In Australia, the cash rate was not raised as high as in many comparable economies, and so the RBA is likely to wait longer than other central banks. But alongside the drop in inflation, the cooling pace of growth and protracted weakness of consumer spending have still acted to shift expectations, and the RBA has altered the guidance provided in its recent March statement to reflect a more balanced outlook rather than the explicit rate hiking bias that prevailed until February. Forward rates currently imply that the cash rate will drop by around 50 basis points by end 2025 and many forecasters are tipping much larger reductions.

Bid-ask spreads narrowing

Secondly, substantial progress has been made to narrow the first of two wide gaps that have prevailed since early 2022 – that between buyer and seller price expectations. Valuations fell by a further 2.5% on average in Q4 according to the MSCI All Property index, while valuations in the office sector, where the impasse has been most pronounced, dropped by a further 3.2%.
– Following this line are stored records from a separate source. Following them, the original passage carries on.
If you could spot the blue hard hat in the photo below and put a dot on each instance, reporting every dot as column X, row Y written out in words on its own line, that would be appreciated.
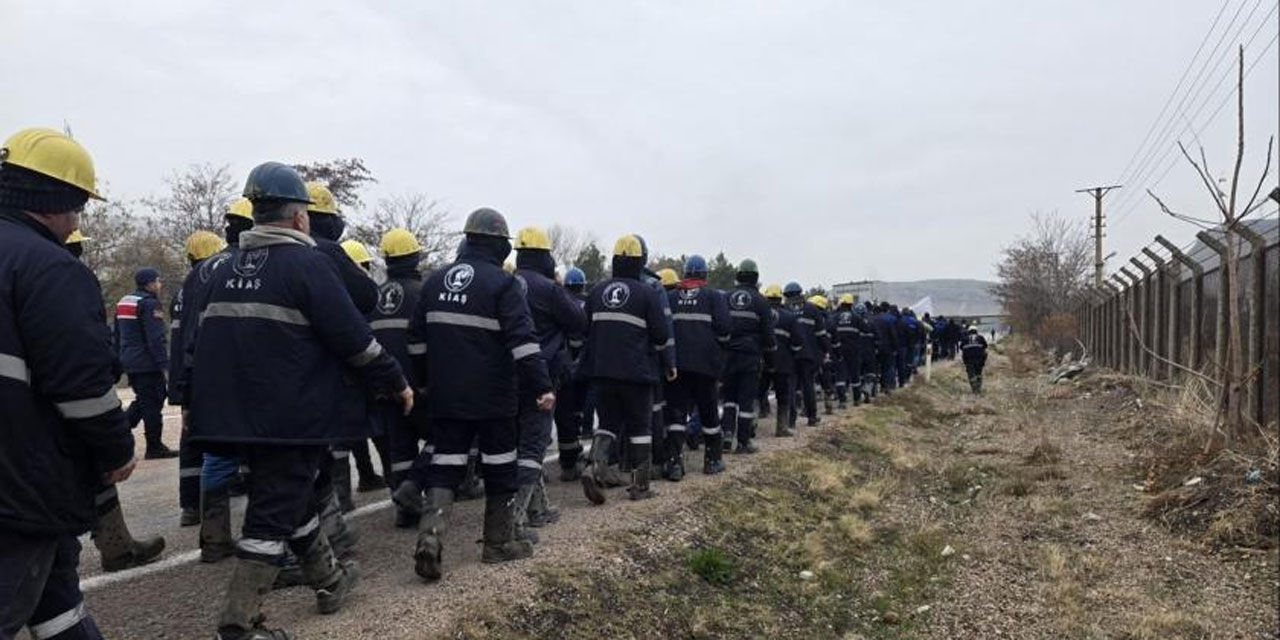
column 695, row 266
column 275, row 181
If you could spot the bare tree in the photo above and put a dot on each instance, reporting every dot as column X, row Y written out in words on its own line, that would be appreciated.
column 196, row 200
column 344, row 178
column 567, row 242
column 421, row 215
column 1233, row 376
column 1042, row 275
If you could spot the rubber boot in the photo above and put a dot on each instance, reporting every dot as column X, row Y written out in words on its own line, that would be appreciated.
column 342, row 480
column 499, row 531
column 215, row 525
column 520, row 515
column 428, row 556
column 408, row 504
column 118, row 548
column 540, row 510
column 595, row 478
column 640, row 489
column 334, row 526
column 782, row 424
column 332, row 580
column 471, row 487
column 242, row 609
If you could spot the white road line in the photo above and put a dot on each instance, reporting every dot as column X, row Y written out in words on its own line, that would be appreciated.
column 91, row 584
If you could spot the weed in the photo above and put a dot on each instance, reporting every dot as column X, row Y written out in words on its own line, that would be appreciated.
column 712, row 565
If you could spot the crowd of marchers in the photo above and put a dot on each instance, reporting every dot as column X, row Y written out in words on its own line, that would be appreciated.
column 288, row 357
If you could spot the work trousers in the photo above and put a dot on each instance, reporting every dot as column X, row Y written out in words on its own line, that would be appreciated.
column 534, row 437
column 807, row 371
column 570, row 421
column 686, row 394
column 626, row 414
column 40, row 588
column 283, row 499
column 740, row 392
column 453, row 438
column 147, row 403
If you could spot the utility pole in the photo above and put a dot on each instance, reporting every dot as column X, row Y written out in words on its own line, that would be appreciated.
column 1098, row 261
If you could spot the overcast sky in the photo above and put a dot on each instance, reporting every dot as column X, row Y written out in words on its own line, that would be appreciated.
column 830, row 141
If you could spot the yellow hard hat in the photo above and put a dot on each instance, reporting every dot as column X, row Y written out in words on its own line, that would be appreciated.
column 201, row 245
column 400, row 242
column 668, row 277
column 533, row 237
column 357, row 251
column 241, row 208
column 53, row 154
column 321, row 199
column 629, row 246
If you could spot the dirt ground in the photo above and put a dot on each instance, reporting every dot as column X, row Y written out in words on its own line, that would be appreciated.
column 1024, row 512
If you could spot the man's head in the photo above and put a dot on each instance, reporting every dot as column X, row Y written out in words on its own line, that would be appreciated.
column 49, row 176
column 147, row 279
column 279, row 196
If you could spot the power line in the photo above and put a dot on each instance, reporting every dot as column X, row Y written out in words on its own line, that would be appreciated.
column 1176, row 88
column 1152, row 158
column 1129, row 205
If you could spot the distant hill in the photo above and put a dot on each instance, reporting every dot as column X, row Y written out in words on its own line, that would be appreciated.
column 951, row 297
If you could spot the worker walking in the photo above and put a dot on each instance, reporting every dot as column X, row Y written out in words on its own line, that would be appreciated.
column 781, row 366
column 973, row 350
column 627, row 324
column 201, row 246
column 480, row 351
column 391, row 319
column 140, row 337
column 702, row 329
column 750, row 342
column 63, row 434
column 275, row 341
column 557, row 319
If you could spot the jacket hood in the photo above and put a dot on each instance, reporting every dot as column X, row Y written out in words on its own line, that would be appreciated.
column 260, row 237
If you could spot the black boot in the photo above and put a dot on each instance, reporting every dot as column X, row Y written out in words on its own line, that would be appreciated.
column 499, row 531
column 332, row 580
column 215, row 525
column 118, row 547
column 242, row 608
column 429, row 553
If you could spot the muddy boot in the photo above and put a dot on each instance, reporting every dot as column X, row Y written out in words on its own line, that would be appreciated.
column 215, row 525
column 242, row 609
column 408, row 504
column 595, row 478
column 520, row 515
column 540, row 510
column 782, row 425
column 332, row 580
column 640, row 489
column 342, row 480
column 499, row 531
column 291, row 572
column 471, row 487
column 428, row 556
column 336, row 529
column 118, row 548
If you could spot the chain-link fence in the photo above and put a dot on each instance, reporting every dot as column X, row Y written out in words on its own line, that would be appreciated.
column 1162, row 315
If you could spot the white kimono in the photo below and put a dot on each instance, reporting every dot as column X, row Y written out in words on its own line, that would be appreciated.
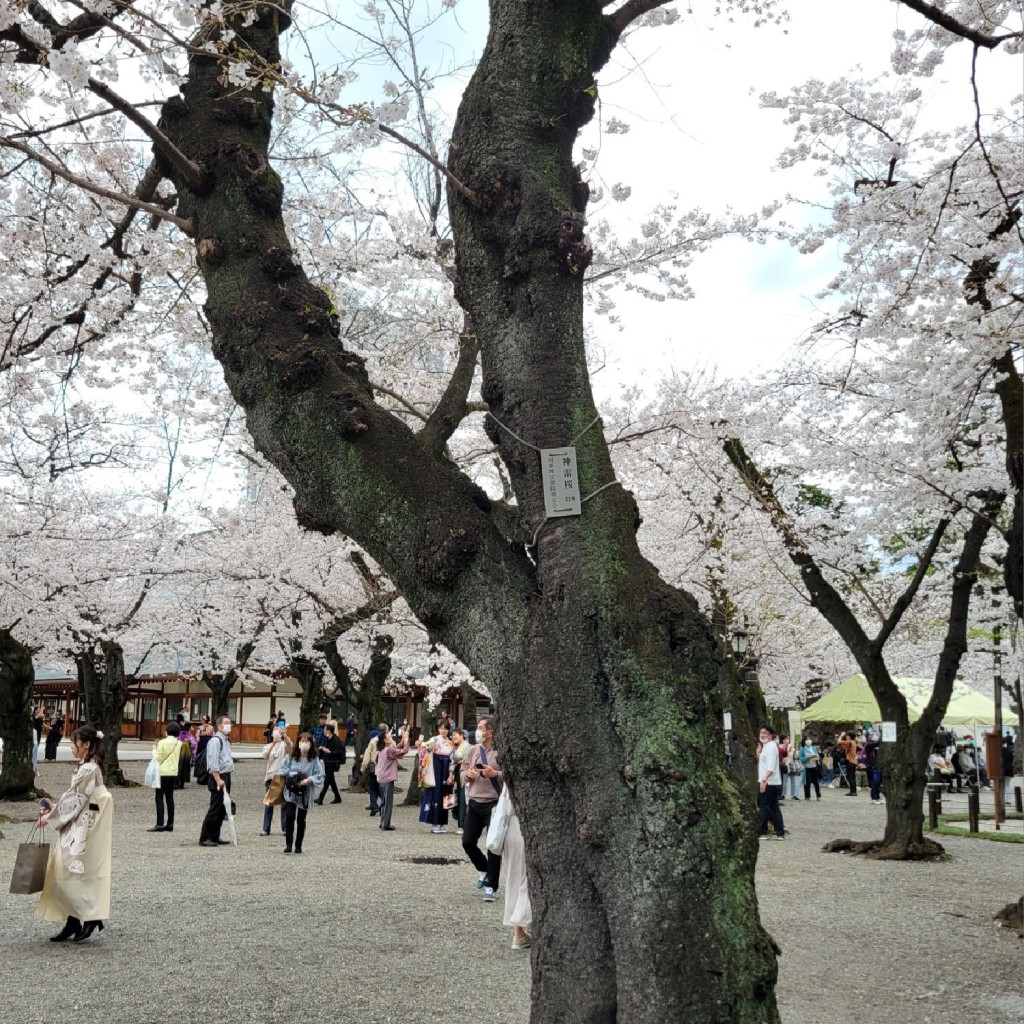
column 78, row 877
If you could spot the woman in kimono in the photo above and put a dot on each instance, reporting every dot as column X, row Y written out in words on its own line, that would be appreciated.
column 302, row 771
column 77, row 889
column 435, row 772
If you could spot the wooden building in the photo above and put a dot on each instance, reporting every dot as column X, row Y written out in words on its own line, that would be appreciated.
column 158, row 698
The Q4 reductions mean that average asset values have declined by 7.7% since peaking in Q3 2022, with the office sector most impacted with an average 12% reduction and retail with 4.9%. The industrial sector has been more resilient with average values rising over the past two years despite the pressures of higher interest rates, with strong rental growth able to offset cap rate expansion.

It’s all relative

Finally, the outlook for relative returns across asset classes has shifted. Falling inflation and the shifting tone from central banks has triggered a substantial rally in equity markets, with the ASX up by over 10% since its October lows, the US S&P 500 price index up by over 20% and equity indices all around the world recording strong gains.

Amidst the equity market rally, Australian REITs have mounted a strong comeback, with the A-REIT index not far off the highs reached at end 2021 following a rise of 30% since late October.

This has effectively closed the second gap that has impacted sentiment over the past two years – the gap between pricing in public markets and slower moving private markets.

More broadly, as prices in fixed income and equity markets have surged, while property values have continued to correct, the relative risk-return equation offered by different asset classes looking forward is changing. During 2023, few were willing to deploy additional capital to real estate, but as pricing adjusts the outlook is looking more favourable on both an absolute and relative basis.

Turning a new leaf

All of this will start to entice investors back. After an extended period of inactivity, major domestic institutions and cross border investors will be reappraising the outlook and some will choose to flick the switch back to acquisition mode. In addition, pent up demand from both investors and vendors to trade and reposition their portfolios continues to build and as the level of uncertainty around the outlook eases and downside risks dissipate, a deeper pool of assets will come to market.

This is not to say that it will all be smooth sailing. The adjustment of formal valuations has still not entirely played out and will remain a brake on activity for a little longer. And the macro outlook, while much more favourable than a year ago, is still uncertain and the ‘last mile’ of the inflation fight may prove stubborn, impacting the willingness of the RBA to deliver rate cuts in line with current expectations.

But as time goes on, it will become apparent that the risks are two-way. Buyers waiting for the full suite of economic and pricing indicators to switch from red to green may end up waiting too long. History suggests that property markets can move quickly, and that the best buying often comes hot on the heels of a downturn, as evidenced by the returns generated by the early movers who shifted into acquisition mode in late 2009.

The storm has not yet passed, but the worst is over and investors should be gearing up for the next chapter.